La normalisation, autrement dit, la hausse des prévisions d’inflation n’est guère surprenante et faisait déjà partie de notre scénario de base l’été dernier. Depuis lors, les récents chiffres sur les Etats-Unis publiés en avril ont cependant nettement dépassé les prévisions (4,2% en glissement annuel contre 3,6% attendus). Le taux de base est désormais à 3%, soit au même niveau qu’en 1995. Il faut noter toutefois que la réaction des marchés financiers est restée relativement modérée en dépit d’un énorme écho médiatique (voir graphique 1). Cela montre qu’une partie de l’inflation est déjà intégrée dans les prix. De plus, cette augmentation du taux de base ne fait que renouer avec la tendance qui prévalait avant la pandémie. Il n’y a donc pas de quoi paniquer.

L’inflation fait la une des journaux

La hausse des prix: une tendance provisoire ou durable?

Actuellement, la grande question est de savoir si les chiffres plus élevés de l’inflation aux Etats-Unis sont effectivement provisoires, comme le répète à l’envi la Fed, et ne sont que le simple rattrapage de la baisse à 0,1% liée à la pandémie de coronavirus en mai 2020. Pour y répondre, nous avons pris en compte les facteurs suivants:

  • Problèmes d'approvisionnement: les prix du fret ont littéralement explosé et ceux des véhicules d’occasion ont sensiblement augmenté en avril (+10%) en raison de la pénurie de semiconducteurs et du recul de la production automobile qui en découle. Cette situation est temporaire et se normalisera au cours de l’année. Le retour à la normale est cependant plus difficile que prévu.
  • Salaires: fait étonnant, les entreprises du segment des bas salaires (McDonalds, FedEx, Dominos) ont actuellement des difficultés à pourvoir les postes vacants, en dépit d’un taux de chômage toujours élevé, et sont contraintes de payer des salaires plus élevés. Cela s’explique principalement par les indemnités élevées accordées par le gouvernement (aides de 300 dollars versées par semaine en complément de l’allocation chômage). Ces subsides seront supprimées en septembre prochain.
  • Matières premières: la hausse des prix de nombreuses matières premières se poursuivra à moyen terme compte tenu de la tendance à la transition vers les énergies renouvelables. A court terme, les cours ont déjà atteint un niveau très élevé (+50% pour l’indice des matières premières de Bloomberg depuis mai 2020, prix au comptant proches des sommets historiques), si bien que nous ne prévoyons aucune nouvelle pression sur l’inflation. On observe ainsi de premiers signes de détente, par exemple sur le prix du bois, déjà corrigé de 20%.
  • Conjoncture: la forte reprise conjoncturelle aux Etats-Unis a suscité des craintes de surchauffe. Le pic semble cependant être atteint. Les indicateurs avancés tels que l’indice des directeurs d’achat aux Etats-Unis ou l’impulsion du crédit en Chine affichent d’ores et déjà un revirement de tendance. Par le passé, l’impulsion du crédit s’est révélé être un indicateur fiable des prix à la consommation aux Etats-Unis (voir graphique 2), fortement influencés par les prix de production en Chine.
Le pic de la conjoncture américaine semble dépassé

Une courbe plus raide que prévue pour le point mort d’inflation (break-even)
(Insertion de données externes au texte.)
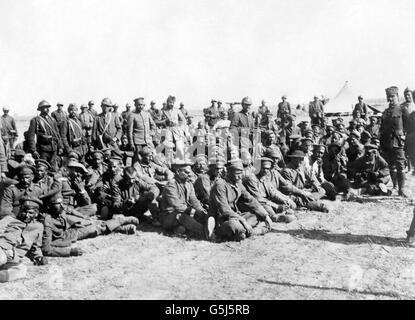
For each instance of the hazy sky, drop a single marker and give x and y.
(88, 49)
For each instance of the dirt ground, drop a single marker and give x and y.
(354, 252)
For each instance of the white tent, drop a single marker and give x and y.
(343, 103)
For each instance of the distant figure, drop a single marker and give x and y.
(361, 108)
(8, 129)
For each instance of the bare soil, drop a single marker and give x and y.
(356, 251)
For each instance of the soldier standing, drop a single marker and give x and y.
(316, 111)
(284, 108)
(360, 109)
(72, 133)
(91, 109)
(393, 125)
(140, 127)
(87, 121)
(106, 130)
(9, 131)
(48, 143)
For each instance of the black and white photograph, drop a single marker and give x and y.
(207, 150)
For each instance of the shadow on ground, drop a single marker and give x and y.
(344, 238)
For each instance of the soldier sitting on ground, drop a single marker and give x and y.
(371, 172)
(63, 227)
(225, 198)
(21, 237)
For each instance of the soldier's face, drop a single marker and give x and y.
(98, 159)
(392, 99)
(235, 176)
(408, 97)
(73, 112)
(25, 179)
(184, 174)
(40, 172)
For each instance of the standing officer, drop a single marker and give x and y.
(360, 109)
(91, 109)
(284, 108)
(316, 111)
(48, 143)
(140, 126)
(393, 125)
(106, 130)
(9, 131)
(72, 133)
(87, 121)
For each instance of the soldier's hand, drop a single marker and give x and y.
(76, 252)
(40, 261)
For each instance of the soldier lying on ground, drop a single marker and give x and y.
(21, 236)
(63, 227)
Nous partons toujours du principe que les mois à venir constitueront le point culminant de l’inflation américaine et que les chiffres diminueront progressivement pour s’établir à un niveau inférieur à 3% en 2022. En outre, dans le reste du monde, la pression inflationniste n’est guère perceptible (zone euro: 1,6%, Chine: 0,9%). Elle augmentera cependant avec un léger décalage.
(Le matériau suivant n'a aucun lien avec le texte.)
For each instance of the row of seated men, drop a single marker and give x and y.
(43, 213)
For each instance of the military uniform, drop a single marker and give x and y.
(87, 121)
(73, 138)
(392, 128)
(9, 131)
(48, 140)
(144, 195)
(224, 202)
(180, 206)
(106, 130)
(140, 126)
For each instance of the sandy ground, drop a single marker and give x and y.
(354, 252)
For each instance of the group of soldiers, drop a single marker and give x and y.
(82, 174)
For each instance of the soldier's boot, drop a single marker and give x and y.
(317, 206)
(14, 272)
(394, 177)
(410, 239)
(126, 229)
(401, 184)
Compte tenu des fortes prévisions d’inflation aux Etats-Unis (avec des taux de renchérissement supérieurs à 2,5% sur tous les horizons, de 2 à 20 ans), les obligations américaines protégées contre l’inflation sont désormais trop chères, en particulier à courte échéance. Nous avons donc en partie renforcé nos positions sur les obligations nominales. A moyen terme, nous sommes moins sereins quant à la pression sur les prix, car après plusieurs décennies, des facteurs structurels tels que la mondialisation et les évolutions démographiques ont à nouveau un effet inflationniste. La courbe du point mort d’inflation devrait donc se raidir.